Die Band des Kabarett-Klubs und die Tanzgirls, geben zu Beginn eine große Tanznummer, die mit einer Fanfare beginnt und mit einem Stechschritt-Marsch endet. Im Laden von Schultz gesteht Fräulein Schneider, dass das Gebaren der Nazis sie beunruhigt, was Herr Schultz veranlasst, das Fräulein über ihre Ängste hinweg zu helfen und ihr vorzuschlagen, die Verlobung nicht aufzulösen, weil er ja Jude ist (Married) und sie Schwierigkeiten bekommen könnte. Das ist der Moment, wo ein Stein durch das Schaufenster fliegt.

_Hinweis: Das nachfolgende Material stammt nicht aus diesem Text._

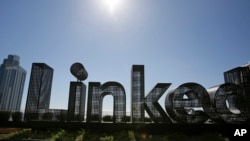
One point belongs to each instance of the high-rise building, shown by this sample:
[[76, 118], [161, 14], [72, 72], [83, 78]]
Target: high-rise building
[[137, 94], [38, 98], [12, 78], [240, 76], [76, 105]]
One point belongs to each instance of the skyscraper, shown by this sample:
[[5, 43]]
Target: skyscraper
[[76, 105], [240, 76], [12, 78], [137, 97], [38, 98]]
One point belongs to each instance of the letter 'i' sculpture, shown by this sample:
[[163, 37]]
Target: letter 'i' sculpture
[[77, 93]]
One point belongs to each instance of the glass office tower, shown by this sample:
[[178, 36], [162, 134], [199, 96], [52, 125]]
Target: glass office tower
[[240, 76], [76, 105], [137, 94], [38, 98], [12, 79]]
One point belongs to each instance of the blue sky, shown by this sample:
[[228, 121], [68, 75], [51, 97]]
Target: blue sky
[[178, 41]]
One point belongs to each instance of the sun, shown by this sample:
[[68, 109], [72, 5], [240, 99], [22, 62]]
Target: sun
[[112, 5]]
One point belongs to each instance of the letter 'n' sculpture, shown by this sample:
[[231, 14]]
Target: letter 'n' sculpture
[[77, 93]]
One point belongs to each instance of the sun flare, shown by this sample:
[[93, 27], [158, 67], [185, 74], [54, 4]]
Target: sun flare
[[112, 5]]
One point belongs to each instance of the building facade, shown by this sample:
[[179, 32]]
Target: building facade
[[240, 76], [137, 93], [39, 91], [77, 98], [12, 79]]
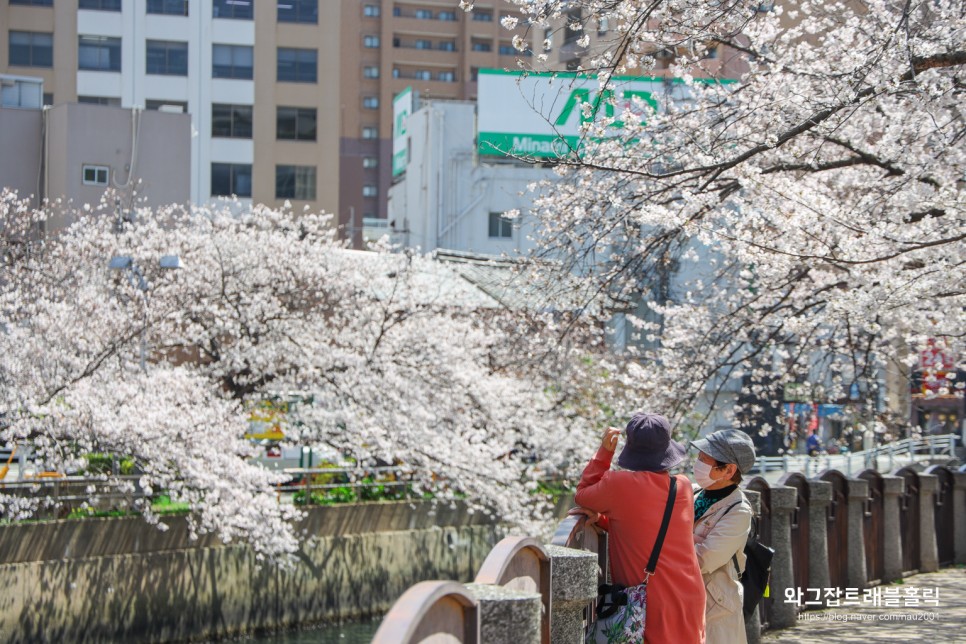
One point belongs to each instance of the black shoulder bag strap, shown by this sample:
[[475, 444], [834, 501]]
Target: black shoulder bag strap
[[665, 522], [734, 557]]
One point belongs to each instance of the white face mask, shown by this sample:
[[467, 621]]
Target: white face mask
[[702, 474]]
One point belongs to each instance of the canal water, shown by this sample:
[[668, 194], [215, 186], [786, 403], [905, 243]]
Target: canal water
[[353, 633]]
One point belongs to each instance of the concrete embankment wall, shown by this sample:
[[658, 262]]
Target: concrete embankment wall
[[122, 580]]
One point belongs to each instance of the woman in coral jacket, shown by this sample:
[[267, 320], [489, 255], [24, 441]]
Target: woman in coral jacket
[[631, 503], [722, 519]]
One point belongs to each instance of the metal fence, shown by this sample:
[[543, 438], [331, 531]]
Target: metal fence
[[884, 458]]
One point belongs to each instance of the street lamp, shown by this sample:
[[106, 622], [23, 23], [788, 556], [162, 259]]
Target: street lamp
[[136, 276]]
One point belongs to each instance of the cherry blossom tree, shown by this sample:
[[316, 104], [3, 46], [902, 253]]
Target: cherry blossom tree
[[404, 362], [805, 223]]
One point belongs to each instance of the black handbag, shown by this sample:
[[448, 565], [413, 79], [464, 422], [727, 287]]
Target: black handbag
[[757, 572]]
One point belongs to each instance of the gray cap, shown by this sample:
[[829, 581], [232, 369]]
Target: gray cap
[[729, 446]]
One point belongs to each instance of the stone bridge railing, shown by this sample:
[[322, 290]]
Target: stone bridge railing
[[829, 531]]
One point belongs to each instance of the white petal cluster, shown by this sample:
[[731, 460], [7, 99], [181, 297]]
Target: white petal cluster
[[400, 366], [806, 223]]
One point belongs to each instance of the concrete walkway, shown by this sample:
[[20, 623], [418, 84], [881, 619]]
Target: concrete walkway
[[903, 622]]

Der Conferencier des Kit-Kat-Klubs präsentiert sein „Mädchen“ (faszinierend und abstoßend zugleich), nämlich einen Gorilla (If You Could See Her Trough My Eyes). Die Schneider kommt zu Sally und Cliff und gibt ihnen das Verlobungsgeschenk zurück, weil sie die Verlobung aus Angst vor der Judenverfolgung durch die Nationalsozialisten gelöst hat – sie will nicht einen Juden heiraten (What Would You Du), der sie schnell zur Witwe machen würde.

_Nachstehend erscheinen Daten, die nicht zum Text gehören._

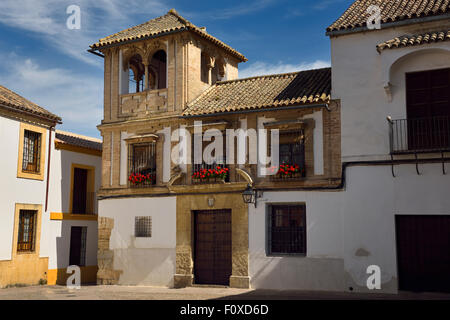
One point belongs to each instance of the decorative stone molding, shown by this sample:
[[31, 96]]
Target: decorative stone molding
[[106, 274]]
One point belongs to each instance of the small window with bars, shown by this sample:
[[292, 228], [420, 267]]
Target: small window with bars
[[292, 163], [143, 227], [286, 232], [27, 231], [31, 152], [142, 165]]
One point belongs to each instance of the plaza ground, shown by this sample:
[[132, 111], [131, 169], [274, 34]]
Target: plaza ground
[[192, 293]]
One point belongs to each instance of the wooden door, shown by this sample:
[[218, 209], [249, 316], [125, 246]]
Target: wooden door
[[212, 249], [428, 109], [423, 252]]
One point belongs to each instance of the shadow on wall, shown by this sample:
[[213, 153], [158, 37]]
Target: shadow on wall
[[59, 276]]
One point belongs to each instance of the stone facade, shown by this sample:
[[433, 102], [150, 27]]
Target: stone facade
[[151, 112]]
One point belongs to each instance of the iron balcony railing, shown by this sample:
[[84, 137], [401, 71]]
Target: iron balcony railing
[[200, 173], [142, 165], [84, 203], [418, 135]]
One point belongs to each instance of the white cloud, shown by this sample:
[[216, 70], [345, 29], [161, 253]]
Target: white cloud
[[77, 98], [262, 68], [47, 21]]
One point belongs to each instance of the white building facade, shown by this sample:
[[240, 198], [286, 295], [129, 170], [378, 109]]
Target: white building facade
[[36, 220], [370, 136]]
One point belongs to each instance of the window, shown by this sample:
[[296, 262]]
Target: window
[[27, 231], [82, 197], [158, 70], [78, 237], [286, 229], [136, 74], [291, 156], [204, 69], [142, 164], [217, 171], [143, 227], [31, 159], [428, 110], [31, 151]]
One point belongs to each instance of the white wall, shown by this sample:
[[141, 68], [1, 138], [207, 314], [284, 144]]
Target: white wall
[[340, 223], [59, 198], [359, 76], [144, 261]]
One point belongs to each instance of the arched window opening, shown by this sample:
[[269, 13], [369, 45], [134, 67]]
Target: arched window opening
[[136, 74], [157, 75]]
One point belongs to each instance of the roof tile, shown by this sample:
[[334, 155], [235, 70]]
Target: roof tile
[[391, 10], [170, 22], [11, 99], [78, 140]]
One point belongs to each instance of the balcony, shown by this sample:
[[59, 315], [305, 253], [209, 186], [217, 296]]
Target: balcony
[[420, 135], [210, 173], [143, 103]]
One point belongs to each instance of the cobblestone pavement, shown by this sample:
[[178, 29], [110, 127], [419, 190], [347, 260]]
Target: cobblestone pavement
[[191, 293]]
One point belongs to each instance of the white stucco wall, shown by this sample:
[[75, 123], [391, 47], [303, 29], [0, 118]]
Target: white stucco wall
[[144, 261], [59, 198], [15, 190], [359, 76]]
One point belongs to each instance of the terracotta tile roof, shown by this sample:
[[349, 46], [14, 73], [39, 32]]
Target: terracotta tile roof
[[12, 100], [160, 26], [414, 40], [304, 87], [78, 140], [391, 11]]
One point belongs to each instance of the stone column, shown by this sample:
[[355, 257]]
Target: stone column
[[146, 75], [210, 65]]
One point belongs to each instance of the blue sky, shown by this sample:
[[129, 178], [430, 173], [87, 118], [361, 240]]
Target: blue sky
[[48, 64]]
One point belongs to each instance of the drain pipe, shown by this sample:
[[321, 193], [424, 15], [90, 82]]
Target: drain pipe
[[48, 165]]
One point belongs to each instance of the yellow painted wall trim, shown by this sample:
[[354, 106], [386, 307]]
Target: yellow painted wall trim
[[70, 216], [59, 276], [43, 132], [64, 146]]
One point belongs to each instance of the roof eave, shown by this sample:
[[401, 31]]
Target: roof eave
[[53, 119], [386, 25], [95, 48], [324, 104]]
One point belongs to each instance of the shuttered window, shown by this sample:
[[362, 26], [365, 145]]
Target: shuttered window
[[286, 232], [31, 152], [143, 227], [27, 233]]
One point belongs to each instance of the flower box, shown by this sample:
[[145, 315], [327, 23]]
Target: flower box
[[211, 175]]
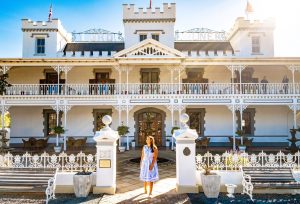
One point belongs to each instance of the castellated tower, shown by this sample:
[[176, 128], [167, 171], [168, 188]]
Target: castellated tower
[[141, 24], [43, 39]]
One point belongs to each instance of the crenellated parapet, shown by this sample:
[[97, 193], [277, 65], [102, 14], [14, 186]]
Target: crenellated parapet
[[130, 13], [45, 26], [242, 23]]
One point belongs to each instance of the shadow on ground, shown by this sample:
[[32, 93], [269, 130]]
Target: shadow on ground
[[244, 199]]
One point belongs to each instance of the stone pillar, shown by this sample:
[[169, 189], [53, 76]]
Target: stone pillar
[[106, 157], [185, 158]]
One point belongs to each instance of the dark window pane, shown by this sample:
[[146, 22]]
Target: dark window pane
[[143, 37], [155, 37]]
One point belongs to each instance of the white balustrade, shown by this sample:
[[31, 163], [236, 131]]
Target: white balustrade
[[69, 54], [78, 54], [77, 162], [153, 88], [234, 160], [34, 89], [206, 88], [87, 53], [91, 89], [64, 162], [267, 88], [96, 53]]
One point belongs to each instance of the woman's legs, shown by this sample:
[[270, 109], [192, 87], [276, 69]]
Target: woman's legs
[[145, 187], [151, 187]]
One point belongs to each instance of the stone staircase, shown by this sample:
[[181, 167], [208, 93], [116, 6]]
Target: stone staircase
[[25, 179]]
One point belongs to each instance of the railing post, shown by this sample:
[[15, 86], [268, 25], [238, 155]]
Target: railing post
[[185, 158]]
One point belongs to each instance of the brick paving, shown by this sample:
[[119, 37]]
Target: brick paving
[[130, 189]]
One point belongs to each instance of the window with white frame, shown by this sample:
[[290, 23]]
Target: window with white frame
[[155, 37], [255, 44], [40, 46], [143, 37]]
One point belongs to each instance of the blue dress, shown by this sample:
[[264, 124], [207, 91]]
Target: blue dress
[[146, 175]]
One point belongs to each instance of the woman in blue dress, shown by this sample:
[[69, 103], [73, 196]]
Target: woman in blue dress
[[149, 169]]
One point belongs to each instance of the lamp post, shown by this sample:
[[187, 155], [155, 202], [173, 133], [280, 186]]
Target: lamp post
[[243, 131]]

Cliff ist über das Geschehen, das ihm sehr nahe geht, entsetzt und drängt Sally, Berlin zu verlassen und mit ihm in die Vereinigten Staaten zu gehen. Sally aber träumt von einer Karriere beim Kabarett und geht in den Kit-Kat-Klub. Cliff gibt nicht auf, folgt Sally und gerät dort in eine Auseinandersetzung zwischen Sally und Ernst Ludwig, worauf Cliff eingreift, jedoch von den Nazi-Freunden Ludwigs zusammengeschlagen wird. Sally erhält eine große Solo-Nummer, in der sie ihre Lebensphilosophie ausbreiten kann: Das Leben ist ein Kabarett und das ist ihre Welt (Cabaret).

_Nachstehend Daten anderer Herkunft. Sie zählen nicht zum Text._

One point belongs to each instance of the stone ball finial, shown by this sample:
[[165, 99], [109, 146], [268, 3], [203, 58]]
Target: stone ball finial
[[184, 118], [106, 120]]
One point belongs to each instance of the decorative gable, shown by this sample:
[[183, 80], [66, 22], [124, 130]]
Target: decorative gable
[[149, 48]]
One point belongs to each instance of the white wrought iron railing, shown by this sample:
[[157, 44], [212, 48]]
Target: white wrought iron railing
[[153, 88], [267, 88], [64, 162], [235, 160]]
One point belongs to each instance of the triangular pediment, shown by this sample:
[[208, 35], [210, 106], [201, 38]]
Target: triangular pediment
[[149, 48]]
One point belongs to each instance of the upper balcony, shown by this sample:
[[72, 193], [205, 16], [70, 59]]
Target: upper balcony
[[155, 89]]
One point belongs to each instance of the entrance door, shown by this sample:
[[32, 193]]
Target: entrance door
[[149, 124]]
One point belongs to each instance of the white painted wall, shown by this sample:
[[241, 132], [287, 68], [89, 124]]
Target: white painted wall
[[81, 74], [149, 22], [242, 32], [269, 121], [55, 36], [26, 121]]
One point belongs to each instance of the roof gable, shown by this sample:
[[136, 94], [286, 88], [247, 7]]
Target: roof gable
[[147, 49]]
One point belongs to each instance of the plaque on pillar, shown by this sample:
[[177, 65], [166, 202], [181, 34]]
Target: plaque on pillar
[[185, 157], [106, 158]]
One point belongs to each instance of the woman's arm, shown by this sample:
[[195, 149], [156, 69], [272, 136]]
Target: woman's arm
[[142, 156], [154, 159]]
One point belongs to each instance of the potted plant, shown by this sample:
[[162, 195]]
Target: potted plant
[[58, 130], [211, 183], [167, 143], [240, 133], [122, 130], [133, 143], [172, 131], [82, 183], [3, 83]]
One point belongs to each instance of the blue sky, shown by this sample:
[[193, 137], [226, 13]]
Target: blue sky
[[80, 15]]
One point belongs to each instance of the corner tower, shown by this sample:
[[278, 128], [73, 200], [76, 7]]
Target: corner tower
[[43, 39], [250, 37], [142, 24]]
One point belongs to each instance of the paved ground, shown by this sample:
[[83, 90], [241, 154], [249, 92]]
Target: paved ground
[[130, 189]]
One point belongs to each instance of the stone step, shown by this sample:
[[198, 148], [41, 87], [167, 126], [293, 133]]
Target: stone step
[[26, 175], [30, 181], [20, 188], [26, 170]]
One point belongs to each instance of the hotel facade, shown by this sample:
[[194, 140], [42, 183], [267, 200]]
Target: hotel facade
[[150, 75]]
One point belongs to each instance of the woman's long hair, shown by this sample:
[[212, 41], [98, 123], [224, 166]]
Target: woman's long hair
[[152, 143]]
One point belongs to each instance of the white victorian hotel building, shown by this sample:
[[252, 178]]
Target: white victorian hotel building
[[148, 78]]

Cliff packt seine Habseligkeiten, wird dabei von Sally überrascht. Ihm fällt auf, dass Sally ohne ihren Pelzmantel daher kommt. Als er sie darauf anspricht, gesteht sie ihm, das gute Stück verkauft zu haben, damit sie das Hindernis für eine große Karriere im Kabarett-Businesss beseitigen lassen kann: das Kind. Cliff ohrfeigt sie und legt ihr eine Zugkarte auf den Tisch. Im Zugabteil hört er die Stimmen von Sally, Fräulein Schneider und Herrn Schultz wie Geisterstimmen (Finale 2. Akt).